I LOVE convincing people whom never do such to join in the unexpected. Once talked a group of friends (including a Pastor's wife) to done pajamas and robes/slippers to do the all night Black Friday (Thanksgiving night) shopping spree. Got all kinds of crazy commentaries, but grew like wildfire into other cities and states with other groups whom now treat this as the craziest of traditions. Also get a group of honest to goodness adults way over the age of thirty to now and again toilet paper houses of other friends. This was at first accepted with the barest amount of polite enthusiasm, but not now. It's now tradition also if someone goes into the hospital we show up with puppets when they wake. Randomly, for birthdays we will be let into homes dressed as the most odd assortment of angel wear to wake the birthday person up with song and vitamins to prolong their quickly escaping life. 

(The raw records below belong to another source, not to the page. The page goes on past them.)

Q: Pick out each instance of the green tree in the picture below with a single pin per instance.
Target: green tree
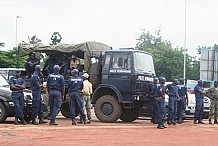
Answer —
(56, 38)
(2, 44)
(168, 61)
(8, 59)
(34, 40)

The craziest though was when on a medical missionary trip to Peru, we started from the 
Amazon, to the Rio Nany, to a small thread of river, to a small village trudged uphill and found ourselves stranded in a serious thunderstorm, or options were limited to a building roofed in metal, in an area where we were the tallest, or hoping to get back to the boat which was no longer tied to the now broken tree downstream, and moving away as a fast speed. Since the gators were coming OUT of the water, that option didn't look good. However, since I took my contacts out, and couldn't see much with my glasses on, I didn't see the gators, but could see the blurr of the boat. While the others  chose a cove of trees a bit downhill, I slid down, waded through the water (hoping that the piranha wisely went to the calmer lower ends of the water) and wrongly guessed at what I thought were encouraging commentaries from friends on the boat. As they helped me in, they shared about the (thankfully) disinterested gators whom were more interested in getting on shore. Besides, they were all small. Most villagers already killed and ate the bigger ones since this was at the end of the rainy season.